- Alpine, Arkansas Alpine, Arkansas
- Coordinates: 34°13′37″N 93°22′42″W﻿ / ﻿34.22694°N 93.37833°W
- Country: United States
- State: Arkansas
- County: Clark
- Elevation: 577 ft (176 m)

Population (2020)
- • Total: 134
- Time zone: UTC-6 (Central (CST))
- • Summer (DST): UTC-5 (CDT)
- GNIS feature ID: 2805616

= Alpine, Arkansas =

Alpine is an unincorporated community and census-designated place (CDP) in Clark County, Arkansas, United States, approximately eight miles east of Amity. The community center located in its heart is a popular draw for Clark County citizens during Christmas, 4th of July and Halloween celebrations annually.
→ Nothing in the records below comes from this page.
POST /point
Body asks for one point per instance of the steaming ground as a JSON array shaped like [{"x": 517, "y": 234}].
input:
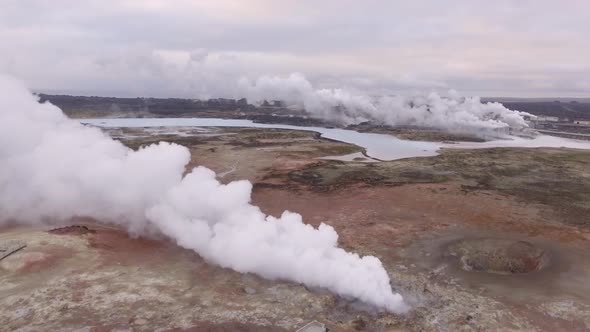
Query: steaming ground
[
  {"x": 53, "y": 169},
  {"x": 452, "y": 113},
  {"x": 102, "y": 279}
]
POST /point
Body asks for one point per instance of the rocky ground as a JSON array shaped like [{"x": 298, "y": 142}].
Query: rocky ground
[{"x": 476, "y": 240}]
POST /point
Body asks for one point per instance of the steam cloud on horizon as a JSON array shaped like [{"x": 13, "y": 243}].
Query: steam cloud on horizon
[
  {"x": 451, "y": 113},
  {"x": 53, "y": 168}
]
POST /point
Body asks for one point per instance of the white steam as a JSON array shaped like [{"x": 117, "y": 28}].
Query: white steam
[
  {"x": 452, "y": 112},
  {"x": 53, "y": 168}
]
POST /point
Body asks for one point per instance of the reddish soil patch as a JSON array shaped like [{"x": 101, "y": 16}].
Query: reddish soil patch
[
  {"x": 72, "y": 230},
  {"x": 387, "y": 217},
  {"x": 38, "y": 261},
  {"x": 228, "y": 327},
  {"x": 117, "y": 246}
]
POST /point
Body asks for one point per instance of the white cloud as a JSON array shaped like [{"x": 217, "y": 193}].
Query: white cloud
[{"x": 505, "y": 47}]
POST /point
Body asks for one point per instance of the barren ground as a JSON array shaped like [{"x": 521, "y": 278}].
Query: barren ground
[{"x": 410, "y": 213}]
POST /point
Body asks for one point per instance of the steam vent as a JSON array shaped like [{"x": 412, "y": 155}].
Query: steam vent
[{"x": 499, "y": 256}]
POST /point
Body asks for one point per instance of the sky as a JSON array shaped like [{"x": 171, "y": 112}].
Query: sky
[{"x": 202, "y": 48}]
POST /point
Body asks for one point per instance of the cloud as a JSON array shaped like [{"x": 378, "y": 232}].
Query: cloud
[{"x": 505, "y": 47}]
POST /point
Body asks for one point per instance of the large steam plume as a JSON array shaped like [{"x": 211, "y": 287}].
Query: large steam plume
[
  {"x": 53, "y": 168},
  {"x": 451, "y": 113}
]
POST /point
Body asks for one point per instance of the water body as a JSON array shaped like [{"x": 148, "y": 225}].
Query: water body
[{"x": 377, "y": 146}]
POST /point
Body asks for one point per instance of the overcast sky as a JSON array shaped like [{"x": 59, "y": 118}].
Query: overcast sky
[{"x": 200, "y": 48}]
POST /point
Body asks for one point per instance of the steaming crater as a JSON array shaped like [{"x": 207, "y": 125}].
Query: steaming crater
[{"x": 498, "y": 256}]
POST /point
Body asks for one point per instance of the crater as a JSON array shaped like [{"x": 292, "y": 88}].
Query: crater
[{"x": 498, "y": 256}]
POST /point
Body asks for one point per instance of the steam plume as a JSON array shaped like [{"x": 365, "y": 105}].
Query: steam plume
[
  {"x": 452, "y": 112},
  {"x": 53, "y": 168}
]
It was first listed as a CDP in the 2020 census with a population of 134.

==Demographics==

Historical population
| Census | Pop. | Note | %± |
| 2020 | 134 |  | — |
U.S. Decennial Census 2020

===2020 census===

Alpine CDP, Arkansas – Racial and ethnic composition Note: the US Census treats Hispanic/Latino as an ethnic category. This table excludes Latinos from the racial categories and assigns them to a separate category. Hispanics/Latinos may be of any race.
| Race / Ethnicity (NH = Non-Hispanic) | Pop 2020 | % 2020 |
|---|---|---|
| White alone (NH) | 131 | 97.76% |
| Black or African American alone (NH) | 0 | 0.00% |
| Native American or Alaska Native alone (NH) | 1 | 0.75% |
| Asian alone (NH) | 0 | 0.00% |
| Pacific Islander alone (NH) | 0 | 0.00% |
| Some Other Race alone (NH) | 0 | 0.00% |
| Mixed Race or Multi-Racial (NH) | 0 | 0.00% |
| Hispanic or Latino (any race) | 2 | 1.49% |
| Total | 134 | 100.00% |

==Notable person==
Alpine was once the childhood home of actor Billy Bob Thornton.